Abdullah nodded, backpedaled toward cover. Even as he did, he used his good hand to snatch the Beretta 92-F from his hip, snapped off three shots at another soldier. The first two rounds flew wild, screaming past the man’s head. The third, fueled by sheer luck, drilled into the man’s mouth, tunneled through his spinal cord before exploding from the back of his head.
His arm throbbing, his head lightening with blood loss, Abdullah continued moving. God had smiled on him with that last shot, that much he knew. He triggered the pistol again, watched muzzle-flashes pop lighter green in his field of vision. With the Egyptians’ guidance, he made it behind the large troop carrier.
“You’re okay?” the mercenary asked.
Abdullah nodded. “I can treat this myself.”
“You’re lucky,” the man said. “The bullet came out the other side. But you’re losing a great deal of blood.”
Abdullah waved him away. “Fight. We came here to fight.”
The mercenary grinned. “Yes, we did. And I came here for a paycheck. Unfortunately we find ourselves at odds.”
The man jabbed the barrel of his pistol into Abdullah’s forehead. Abdullah raised a hand to swat it away but never connected. Then his world went black.
Amman, Jordan
TARIQ RIYADH SAT at a table in the corner of the hotel bar, nursed his third whiskey. The hotel catered mostly to Westerners and a pianist tapped out an old jazz standard, the melody competing with the dull din of collective conversation, broken only by an occasional burst of laughter. Riyadh watched as the cigarette pinched between the first two fingers of his right hand, burned down to the filter. Discarding it, he lit another. What the hell? he thought. I have plenty of time.
A big man dressed in a summer-weight navy-blue suit, eyes obscured by a pair of mirrored aviator shades, drifting through the crowd. Clutching a glass mug of amber beer, he approached Riyadh’s table, dropped into a chair without invitation. Anger burned in Riyadh’s face, knotted his stomach, as he stared at the man, who was looking past him at a wall. With his eyes hidden and his mouth set in a neutral line, Jon Stone was as inscrutable as ever.

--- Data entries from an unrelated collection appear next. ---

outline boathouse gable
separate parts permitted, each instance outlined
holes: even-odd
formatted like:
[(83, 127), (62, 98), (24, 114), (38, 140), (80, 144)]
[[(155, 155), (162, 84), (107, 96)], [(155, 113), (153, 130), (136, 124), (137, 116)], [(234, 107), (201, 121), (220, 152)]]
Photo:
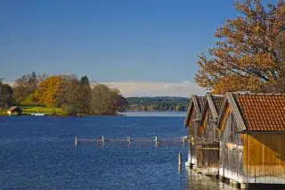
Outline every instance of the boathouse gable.
[(206, 175), (218, 176), (219, 134), (216, 124), (223, 100), (223, 95), (206, 95), (201, 120), (194, 133), (196, 169)]
[(196, 160), (196, 146), (195, 146), (195, 128), (199, 128), (200, 120), (202, 112), (202, 107), (206, 101), (205, 96), (197, 96), (192, 95), (190, 97), (190, 103), (187, 109), (187, 114), (184, 120), (184, 126), (188, 127), (188, 161), (187, 166), (195, 166)]

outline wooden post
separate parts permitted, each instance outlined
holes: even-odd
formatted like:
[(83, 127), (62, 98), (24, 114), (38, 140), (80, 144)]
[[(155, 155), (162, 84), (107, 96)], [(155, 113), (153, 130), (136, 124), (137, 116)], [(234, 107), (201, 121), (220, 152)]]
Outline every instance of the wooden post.
[(182, 166), (182, 153), (178, 153), (178, 166)]
[(77, 146), (77, 136), (75, 136), (75, 146)]
[(155, 146), (158, 146), (159, 145), (158, 136), (155, 136), (154, 141), (155, 141)]
[(104, 144), (104, 143), (105, 143), (105, 138), (104, 138), (104, 136), (102, 136), (102, 144)]
[(185, 145), (185, 136), (183, 136), (183, 137), (182, 137), (182, 144), (183, 144), (183, 145)]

“They’ve killed more than three hundred,” Riyadh said. “The entire team, except for the mercenaries, are dead. They’ve also been hunting down members of their families, killing the men. I’ve lost four cousins and two nephews within the last week. One of them was twelve”
“Sorry,” Stone said, not meaning it.
“Sorry? Sorry gets me nothing.”
Stone shrugged and swallowed more beer. “It happens, man. You knew the risks going in. You don’t like how it worked out? Tough shit.”
“You knew the mission had been compromised.”
“We suspected. There’s a difference.”
“Without distinction.”
“Did you know the Egyptian mercenaries had gone rogue?”
“Maybe.”
“But you went anyway. Why?”
“Orders.”
“Whose?”
“None of your damn business.”
Riyadh thought for a moment of the 9 mm Smith & Wesson hidden under his light jacket, discarded the notion. He couldn’t shoot Stone, not here, not now. Even if he could best the man in combat, he knew he’d never make it out of the lobby without being arrested or shot by the armed guards protecting the hotel. Neither was an acceptable option. He had too much to accomplish.